Beethoven. Les 32 sonates. Paul Badura-Skoda.

Johann Schantz, 1790 Vienne. John Broadwood, 1796 Londres. Anton Walter, 1790 Vienne. Georg Hasska, Vienne 1815. John Broadwood, 1815 Londres. Conrad Graf, 1824 Vienne. Caspar Schmidt, Prague 1830.

Enregistré entre 1980-89 au Baumgartner Casino, Vienne.

Arcana/Outhere. 2020. A203. 9cds.10h.06m.

Appréciation: Sommet du Parnasse******

Sonate op.10 no.3 (pianoforte J.Schantz 1790)

Sonate op.57 Appassionata (pianoforte Broadwood 1815)

Sonate op.101 (pianoforte C.Graf 1824)

Paul Badura-Skoda (1927-2019) a choisi sept instruments historiques pour interpréter Beethoven. Les pianofortes datent de 1790 à 1830, tous restaurés. Ils faisaient partie, pour la plupart, de la collection personnelle du pianiste. Ces enregistrements légendaires avaient disparu des catalogues depuis longtemps. On les retrouve avec joie, comme de vieux manuscrits que l’on avait perdu.
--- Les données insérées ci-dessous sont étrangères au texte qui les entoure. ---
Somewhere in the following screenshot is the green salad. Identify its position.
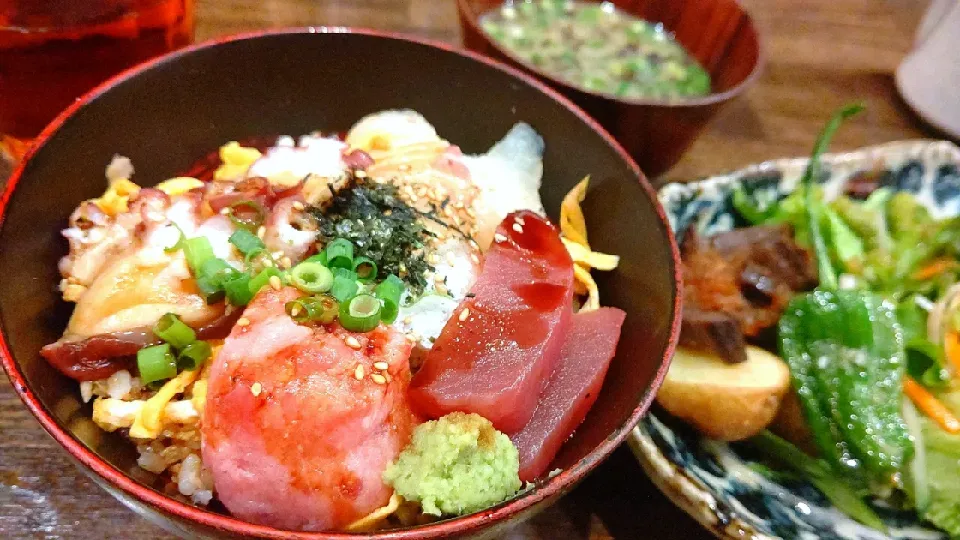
[662,105,960,537]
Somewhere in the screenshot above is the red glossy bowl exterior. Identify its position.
[0,28,680,540]
[457,0,762,177]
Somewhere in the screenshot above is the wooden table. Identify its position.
[0,0,937,540]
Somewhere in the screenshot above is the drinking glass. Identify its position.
[0,0,194,165]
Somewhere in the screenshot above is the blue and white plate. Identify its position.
[629,141,960,540]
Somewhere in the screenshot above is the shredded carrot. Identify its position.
[912,258,957,281]
[903,377,960,434]
[943,332,960,376]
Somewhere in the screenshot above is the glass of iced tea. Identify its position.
[0,0,194,160]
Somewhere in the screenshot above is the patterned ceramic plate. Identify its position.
[629,141,960,540]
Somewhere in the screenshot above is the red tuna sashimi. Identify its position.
[202,288,418,531]
[510,308,626,482]
[410,211,573,432]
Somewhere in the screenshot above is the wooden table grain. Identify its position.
[0,0,938,540]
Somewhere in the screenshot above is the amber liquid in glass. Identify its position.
[0,0,194,158]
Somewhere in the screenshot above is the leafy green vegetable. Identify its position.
[779,105,912,492]
[896,296,950,388]
[823,206,864,270]
[830,189,891,250]
[917,408,960,538]
[779,289,912,490]
[750,431,886,531]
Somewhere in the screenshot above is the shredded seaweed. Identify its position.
[311,179,433,295]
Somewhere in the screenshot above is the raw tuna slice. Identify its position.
[410,211,573,433]
[510,308,626,482]
[202,287,419,531]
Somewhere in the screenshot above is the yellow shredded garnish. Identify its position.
[560,176,620,311]
[573,264,600,311]
[213,141,263,180]
[347,493,403,532]
[560,176,590,247]
[157,176,203,197]
[560,238,620,270]
[130,369,200,439]
[93,178,140,216]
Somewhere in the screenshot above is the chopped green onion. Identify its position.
[353,257,378,282]
[290,261,333,293]
[153,313,197,349]
[330,272,360,302]
[373,274,404,324]
[340,294,381,332]
[194,257,237,304]
[137,343,177,384]
[230,229,267,258]
[223,272,253,306]
[250,267,283,296]
[283,294,340,324]
[182,236,214,276]
[177,341,213,371]
[325,238,353,270]
[303,250,330,266]
[228,200,267,231]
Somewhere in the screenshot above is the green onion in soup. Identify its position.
[480,0,710,99]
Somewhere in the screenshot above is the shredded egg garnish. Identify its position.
[130,370,200,439]
[560,176,620,311]
[213,141,263,180]
[92,178,140,216]
[157,176,203,197]
[346,493,403,532]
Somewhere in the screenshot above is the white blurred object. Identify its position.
[896,0,960,139]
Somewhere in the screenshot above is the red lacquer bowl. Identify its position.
[457,0,762,177]
[0,28,680,540]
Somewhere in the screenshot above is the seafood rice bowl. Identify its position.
[41,110,626,531]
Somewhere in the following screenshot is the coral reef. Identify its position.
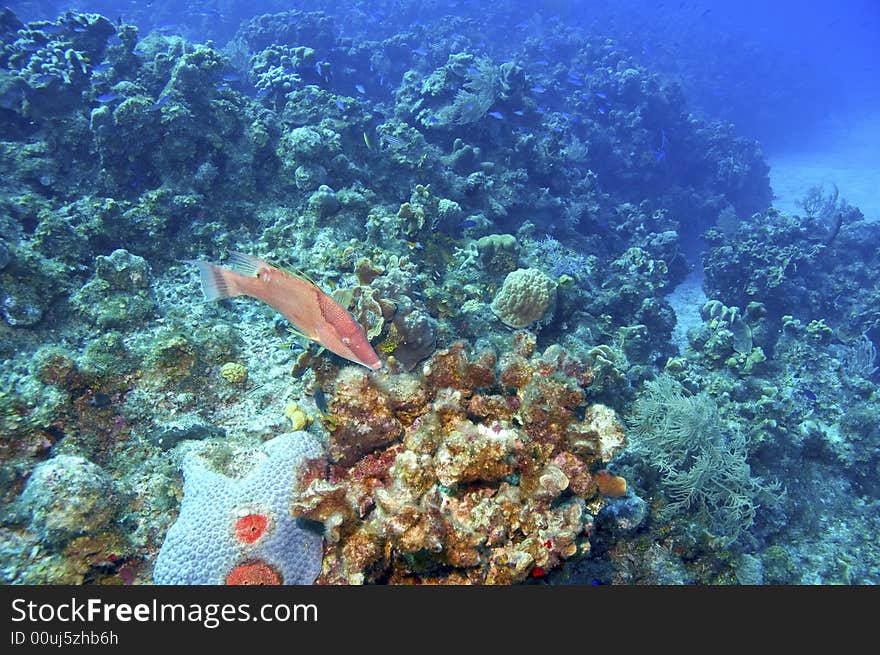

Jouer Beethoven sur des instruments de musée peut sembler casse-gueule de prime abord. On peut être rebuté par leur dureté de ton, leur manque d’amplitude, et l’impression qu’ils sont bourrés de défauts. Nos oreilles d’aujourd’hui sont depuis longtemps habituées à la perfection des pianos modernes. Mais c’est bien sur ces claviers imparfaits que le grand Beethoven a composé de si magnifiques pièces. Peut-être en aurait été t’il autrement s’il avait eu en sa possession un Steinway, un Bosendorfer ou un Yamaha? Je crois qu’écouter ces vieux pianos s’exprimer c’est s’approcher des intentions premières du compositeur. Ses sonates gagnent en intimité et en humanité. C’est comme se connecter directement sur sa rage de vivre, ses passions et ses secrets les plus personnels. Par ailleurs, ce que les pianofortes réussissent fort bien, est la caractérisation de ses humeurs les plus vives. Leurs sonorités croustillantes leur est unique. Et le côté humoristique de Beethoven n’a jamais été aussi bien servi que par les pianofortes.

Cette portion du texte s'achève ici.